Mr. Padilla testified at trial. During his direct examination, he claimed that he had *530 no knowledge that he was carrying drugs when he was stopped at the border in the 2007 California drug offense, and that he had only pleaded guilty to that drug offense in order to avoid trial. Mr. Padilla then testified about the 2005 Kansas drug offense involving Mr. Corrales. Mr. Padilla stated that, at the request of Mr. Rodriguez, Mr. Padilla was to smuggle drugs from Mexico to North Carolina in a car provided by Mr. Rodriguez. However, once the drugs were in California, Mr. Padilla wanted to back out of the deal. Upon learning of this, Mr. Rodriguez directed Mr. Padilla to deliver the car to another person.

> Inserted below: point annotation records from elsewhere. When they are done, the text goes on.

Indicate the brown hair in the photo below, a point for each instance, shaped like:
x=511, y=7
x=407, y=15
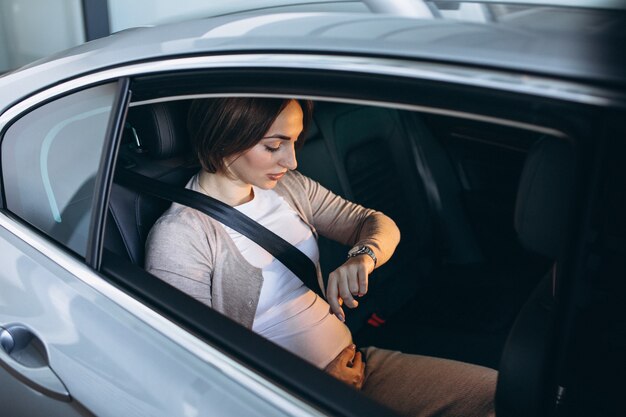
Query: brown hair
x=222, y=127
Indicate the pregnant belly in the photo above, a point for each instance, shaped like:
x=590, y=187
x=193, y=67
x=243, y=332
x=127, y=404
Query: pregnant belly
x=305, y=327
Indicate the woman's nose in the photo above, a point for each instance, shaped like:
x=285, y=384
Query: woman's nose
x=289, y=159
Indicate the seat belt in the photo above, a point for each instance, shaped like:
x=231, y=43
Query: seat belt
x=290, y=256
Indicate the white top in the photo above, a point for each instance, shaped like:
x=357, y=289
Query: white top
x=288, y=313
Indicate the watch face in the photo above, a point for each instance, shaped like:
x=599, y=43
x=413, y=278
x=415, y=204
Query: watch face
x=356, y=251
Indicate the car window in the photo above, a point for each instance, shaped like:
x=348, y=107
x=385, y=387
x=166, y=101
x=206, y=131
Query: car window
x=49, y=162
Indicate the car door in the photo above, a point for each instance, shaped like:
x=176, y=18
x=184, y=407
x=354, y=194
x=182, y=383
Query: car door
x=71, y=343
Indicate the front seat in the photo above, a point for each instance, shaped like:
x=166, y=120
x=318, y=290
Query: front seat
x=155, y=144
x=542, y=220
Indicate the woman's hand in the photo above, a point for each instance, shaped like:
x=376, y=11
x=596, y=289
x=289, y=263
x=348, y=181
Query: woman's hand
x=348, y=281
x=348, y=367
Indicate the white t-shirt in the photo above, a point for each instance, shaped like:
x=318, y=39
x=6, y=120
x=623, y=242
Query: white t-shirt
x=289, y=313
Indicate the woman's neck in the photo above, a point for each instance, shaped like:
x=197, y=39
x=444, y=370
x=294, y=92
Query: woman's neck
x=227, y=190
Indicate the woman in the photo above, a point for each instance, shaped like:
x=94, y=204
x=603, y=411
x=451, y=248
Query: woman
x=246, y=147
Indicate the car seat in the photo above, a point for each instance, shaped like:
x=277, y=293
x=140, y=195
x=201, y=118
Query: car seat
x=542, y=221
x=155, y=144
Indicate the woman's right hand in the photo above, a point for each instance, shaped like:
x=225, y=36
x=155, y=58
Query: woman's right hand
x=348, y=367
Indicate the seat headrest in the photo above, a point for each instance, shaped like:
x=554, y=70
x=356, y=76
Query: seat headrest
x=161, y=128
x=544, y=197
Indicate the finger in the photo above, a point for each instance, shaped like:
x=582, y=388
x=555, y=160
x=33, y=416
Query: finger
x=345, y=293
x=363, y=281
x=362, y=379
x=333, y=299
x=348, y=355
x=353, y=283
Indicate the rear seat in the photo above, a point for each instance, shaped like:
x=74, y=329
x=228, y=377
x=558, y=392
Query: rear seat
x=352, y=150
x=363, y=154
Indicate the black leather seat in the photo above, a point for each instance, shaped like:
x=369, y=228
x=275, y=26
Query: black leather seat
x=155, y=144
x=542, y=221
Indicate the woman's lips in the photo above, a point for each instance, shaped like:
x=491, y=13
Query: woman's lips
x=275, y=177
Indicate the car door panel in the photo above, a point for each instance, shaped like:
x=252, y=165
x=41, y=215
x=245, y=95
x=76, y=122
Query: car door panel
x=111, y=362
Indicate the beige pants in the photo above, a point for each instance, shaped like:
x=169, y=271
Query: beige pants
x=424, y=386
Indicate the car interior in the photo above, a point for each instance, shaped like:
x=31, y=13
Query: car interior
x=481, y=208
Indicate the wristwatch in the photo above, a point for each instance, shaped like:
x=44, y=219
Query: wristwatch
x=362, y=250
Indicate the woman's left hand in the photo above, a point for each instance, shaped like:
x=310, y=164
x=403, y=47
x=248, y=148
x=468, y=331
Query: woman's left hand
x=348, y=281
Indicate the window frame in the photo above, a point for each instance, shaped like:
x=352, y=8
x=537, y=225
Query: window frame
x=118, y=106
x=327, y=394
x=291, y=82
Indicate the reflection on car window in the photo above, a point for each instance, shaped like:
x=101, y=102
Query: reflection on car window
x=49, y=161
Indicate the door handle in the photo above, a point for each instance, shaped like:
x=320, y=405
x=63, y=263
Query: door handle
x=24, y=356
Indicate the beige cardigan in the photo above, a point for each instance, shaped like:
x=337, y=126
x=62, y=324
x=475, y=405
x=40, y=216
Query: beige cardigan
x=194, y=253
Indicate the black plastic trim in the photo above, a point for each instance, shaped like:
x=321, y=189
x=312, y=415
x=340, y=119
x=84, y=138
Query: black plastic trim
x=96, y=19
x=104, y=178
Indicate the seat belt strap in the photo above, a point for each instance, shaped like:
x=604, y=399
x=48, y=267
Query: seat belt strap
x=290, y=256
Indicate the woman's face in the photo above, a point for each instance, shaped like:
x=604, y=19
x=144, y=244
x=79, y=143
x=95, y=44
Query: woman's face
x=267, y=161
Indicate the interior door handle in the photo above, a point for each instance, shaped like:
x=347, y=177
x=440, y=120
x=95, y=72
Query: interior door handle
x=24, y=356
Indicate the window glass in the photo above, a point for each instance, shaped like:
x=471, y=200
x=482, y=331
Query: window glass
x=50, y=158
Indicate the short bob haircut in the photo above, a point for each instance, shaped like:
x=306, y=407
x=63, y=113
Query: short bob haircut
x=223, y=127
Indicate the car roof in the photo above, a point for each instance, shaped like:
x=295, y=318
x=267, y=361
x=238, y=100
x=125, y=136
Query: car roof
x=529, y=44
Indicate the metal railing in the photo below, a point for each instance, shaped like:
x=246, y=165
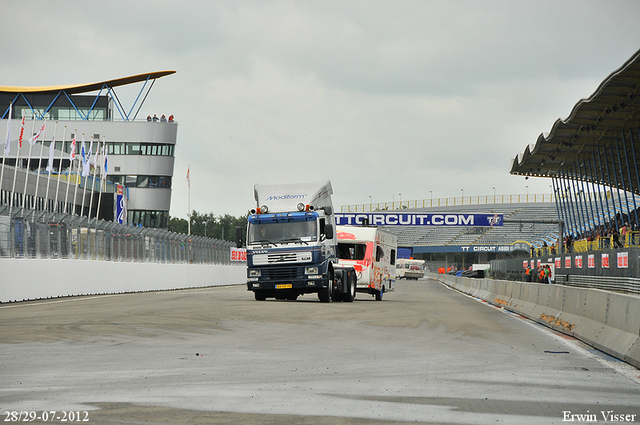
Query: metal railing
x=629, y=240
x=29, y=233
x=449, y=202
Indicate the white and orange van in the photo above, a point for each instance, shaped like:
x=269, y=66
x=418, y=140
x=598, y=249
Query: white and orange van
x=372, y=253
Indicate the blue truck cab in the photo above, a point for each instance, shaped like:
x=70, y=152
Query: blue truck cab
x=291, y=245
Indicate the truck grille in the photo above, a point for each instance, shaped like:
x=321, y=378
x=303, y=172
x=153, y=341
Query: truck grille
x=284, y=273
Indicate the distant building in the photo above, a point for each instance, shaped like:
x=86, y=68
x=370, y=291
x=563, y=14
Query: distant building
x=140, y=152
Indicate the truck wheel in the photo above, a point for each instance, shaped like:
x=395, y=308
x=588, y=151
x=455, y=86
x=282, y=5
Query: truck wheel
x=379, y=294
x=351, y=293
x=325, y=294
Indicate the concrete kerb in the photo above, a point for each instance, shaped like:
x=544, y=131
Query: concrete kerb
x=606, y=320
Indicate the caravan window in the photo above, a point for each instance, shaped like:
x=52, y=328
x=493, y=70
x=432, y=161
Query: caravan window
x=351, y=251
x=379, y=253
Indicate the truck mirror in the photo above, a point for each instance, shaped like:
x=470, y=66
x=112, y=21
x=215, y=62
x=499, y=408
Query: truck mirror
x=239, y=241
x=328, y=230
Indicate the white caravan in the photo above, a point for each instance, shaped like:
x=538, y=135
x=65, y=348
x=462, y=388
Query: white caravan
x=372, y=253
x=408, y=268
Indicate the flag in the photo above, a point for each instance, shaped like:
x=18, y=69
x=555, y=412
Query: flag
x=86, y=164
x=104, y=168
x=50, y=161
x=72, y=155
x=21, y=133
x=37, y=135
x=7, y=143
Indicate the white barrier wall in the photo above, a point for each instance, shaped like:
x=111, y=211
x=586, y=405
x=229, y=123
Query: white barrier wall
x=606, y=320
x=26, y=279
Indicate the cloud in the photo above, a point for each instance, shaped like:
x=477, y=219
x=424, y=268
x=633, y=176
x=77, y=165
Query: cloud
x=382, y=97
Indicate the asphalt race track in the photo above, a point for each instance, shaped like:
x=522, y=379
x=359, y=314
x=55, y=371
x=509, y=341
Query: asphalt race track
x=425, y=354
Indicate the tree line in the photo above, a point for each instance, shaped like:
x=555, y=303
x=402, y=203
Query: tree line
x=219, y=227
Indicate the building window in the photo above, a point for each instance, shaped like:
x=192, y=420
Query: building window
x=158, y=219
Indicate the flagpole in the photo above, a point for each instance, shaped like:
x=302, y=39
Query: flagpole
x=189, y=199
x=4, y=151
x=86, y=168
x=103, y=172
x=50, y=167
x=93, y=179
x=55, y=202
x=26, y=176
x=35, y=198
x=75, y=192
x=15, y=169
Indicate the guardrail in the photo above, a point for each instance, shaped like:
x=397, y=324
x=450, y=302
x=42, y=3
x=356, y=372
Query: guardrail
x=449, y=202
x=26, y=233
x=606, y=320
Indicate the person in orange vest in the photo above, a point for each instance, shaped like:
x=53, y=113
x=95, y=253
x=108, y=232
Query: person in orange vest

This led Mr. Padilla to a gas station in Modesto where he met, and delivered the car to, Mr. Corrales. Mr. Padilla testified that he did not write anything in the atlas in the car, nor did he know an “Arturo” in Atlanta. 4 This evidence tended to support the government’s theory that Mr. Corrales had knowledge of the drugs located in the car. Following direct, Mr. Corrales’s counsel cross-examined Mr. Padilla regarding his 2007 California drug offense. The jury convicted Mr. Corrales of both counts in the indictment. This court affirmed both convictions on direct appeal.

Mr. Corrales then filed the instant § 2255 motion, claiming that his trial counsel was constitutionally deficient. Mr. Corrales made the following arguments to the district court regarding his trial counsel’s alleged ineffective assistance: (1) trial counsel failed to review discovery related to Mr. Padilla’s 2007 California drug arrest or investigate Mr. Padilla’s resulting drug conviction; (2) trial counsel failed to seek clarification from the trial court as to the scope of questioning on cross-examination that could be undertaken regarding Mr. Padilla’s 2007 California arrest and conviction; and (3) trial counsel failed to cross-examine Mr. Padilla regarding what addi *531 tional vehicles Mr. Padilla had available at the time Mr. Corrales borrowed a car from him — the purported relevancy being that it would have established “a link” between the car that Mr. Padilla used in committing the 2007 California drug offense (a Ford F-150) and the car that he had available at the time of the 2005 Kansas drug offense.

Mr. Corrales asserted that this conduct by trial counsel fell below an objective standard of reasonableness and but for this deficient performance, a link between the 2005 and 2007 offenses would have been established. Mr.